Well, let's take a look at those "links", and whetehr they are helping you, or in 100% of the time, we see they are hurting you.
But the problem is, what kind of neighborhood are these incoming links to your site coming from? Would you use Timothy McVie as as a reference for your resume for example?
On Google Sitemaps forum where they do allow you to post your site, I have checked numerous web sites from people with this same problem and 100% of the time you find each page which they claim to be Supplemental, might only have a couple of links coming in from obvious loser sites, often PR=0, often Supplemental themselves.
Add to the that the fact that even thought they all claim "I'm doing everything right, I'm not violating Googles rules!" When you look at their site, it's so cheezy, the layout stinks, and there's Adwords all over the place, no human editor would spend more than 5 seconds on the page before rejecting it.

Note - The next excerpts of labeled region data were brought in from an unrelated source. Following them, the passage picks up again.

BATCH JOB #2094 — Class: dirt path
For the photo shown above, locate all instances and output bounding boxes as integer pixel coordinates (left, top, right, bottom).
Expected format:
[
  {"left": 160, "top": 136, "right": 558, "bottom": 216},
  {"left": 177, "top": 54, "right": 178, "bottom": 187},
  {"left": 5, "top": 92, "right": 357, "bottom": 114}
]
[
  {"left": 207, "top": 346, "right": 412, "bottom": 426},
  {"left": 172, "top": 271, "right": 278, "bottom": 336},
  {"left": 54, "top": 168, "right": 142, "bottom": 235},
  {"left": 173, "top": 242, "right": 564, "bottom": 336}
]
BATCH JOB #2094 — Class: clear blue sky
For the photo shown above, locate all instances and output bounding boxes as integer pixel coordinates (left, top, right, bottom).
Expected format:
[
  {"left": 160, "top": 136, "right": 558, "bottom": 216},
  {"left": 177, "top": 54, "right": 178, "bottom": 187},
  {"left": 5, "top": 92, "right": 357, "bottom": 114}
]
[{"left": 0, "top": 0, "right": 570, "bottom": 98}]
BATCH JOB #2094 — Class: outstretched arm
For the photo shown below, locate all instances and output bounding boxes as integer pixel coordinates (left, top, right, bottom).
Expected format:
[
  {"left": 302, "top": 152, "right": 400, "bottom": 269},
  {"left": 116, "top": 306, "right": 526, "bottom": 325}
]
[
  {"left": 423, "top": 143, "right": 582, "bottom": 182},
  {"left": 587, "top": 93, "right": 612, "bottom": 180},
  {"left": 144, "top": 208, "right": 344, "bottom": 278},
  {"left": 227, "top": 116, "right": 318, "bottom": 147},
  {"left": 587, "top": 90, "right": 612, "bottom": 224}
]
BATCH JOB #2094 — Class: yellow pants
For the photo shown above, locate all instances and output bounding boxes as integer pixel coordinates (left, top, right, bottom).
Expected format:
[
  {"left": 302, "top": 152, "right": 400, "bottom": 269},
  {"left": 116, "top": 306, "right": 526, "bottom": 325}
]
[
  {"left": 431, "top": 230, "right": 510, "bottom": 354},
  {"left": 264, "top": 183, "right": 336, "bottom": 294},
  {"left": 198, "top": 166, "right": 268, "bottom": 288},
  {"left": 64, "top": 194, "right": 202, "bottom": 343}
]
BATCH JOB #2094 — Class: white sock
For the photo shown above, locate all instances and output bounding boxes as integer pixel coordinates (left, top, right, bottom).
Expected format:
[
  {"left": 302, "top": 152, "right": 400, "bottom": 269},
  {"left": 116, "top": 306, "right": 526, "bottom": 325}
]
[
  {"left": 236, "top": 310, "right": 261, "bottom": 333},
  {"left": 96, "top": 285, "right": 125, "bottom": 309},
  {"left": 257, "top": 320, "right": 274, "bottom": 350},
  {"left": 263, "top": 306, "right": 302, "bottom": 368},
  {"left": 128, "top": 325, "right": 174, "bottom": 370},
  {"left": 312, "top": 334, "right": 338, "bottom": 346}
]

I think Google has been clamping down on links from all these loser sites recently, and as they make more pages Supplemental in the index, they probably don't trust any links coming from a Supplemental page, so bottom line is you probably don't want incoming links from Supplemental pages of other web sites.
Thgis is why I do NOT do cross linking even though web sites ask me daily! Furthermore, many webmnasters are scum and show you that they link to your site, but then use a nofollow tag in the HTML code.
Rather you want links coming from high PR pages from authority sites with REAL CONTENT, .ORG sites, .EDU sites, .GOV sites, which are much higher quality incoming links from a scraper site, or SERP page, or a cheezy looking site.
One link of a higher quality type can be better than 50 links combined from Supplemental pages, which I try to avoid whenever possible.
Try doing other searches in Google such as link:, allinurl:, inanchor:, and see what other sites are linking to you.
We found over 90,000 of them a month ago, mostly scraper and bogus SERP pages, some doing 302 redirects on your incoming links, to try to make you look like a black hat SEO.
Welcome to the party!
agreed on your point about yahoo and msn. But this is the way it is with google.
even 301 redirecting old pages to new ones work easily only on the apache server. I have windows sites, and the rule of thumb here is - never change a URL. Google cares about the age of a page, the links coming to it, and if suddenly that page vanishes and a bunch of fresh pages appear, they are treated as fresh pages. switch back, if google has been crawling your earlier pages without any problem.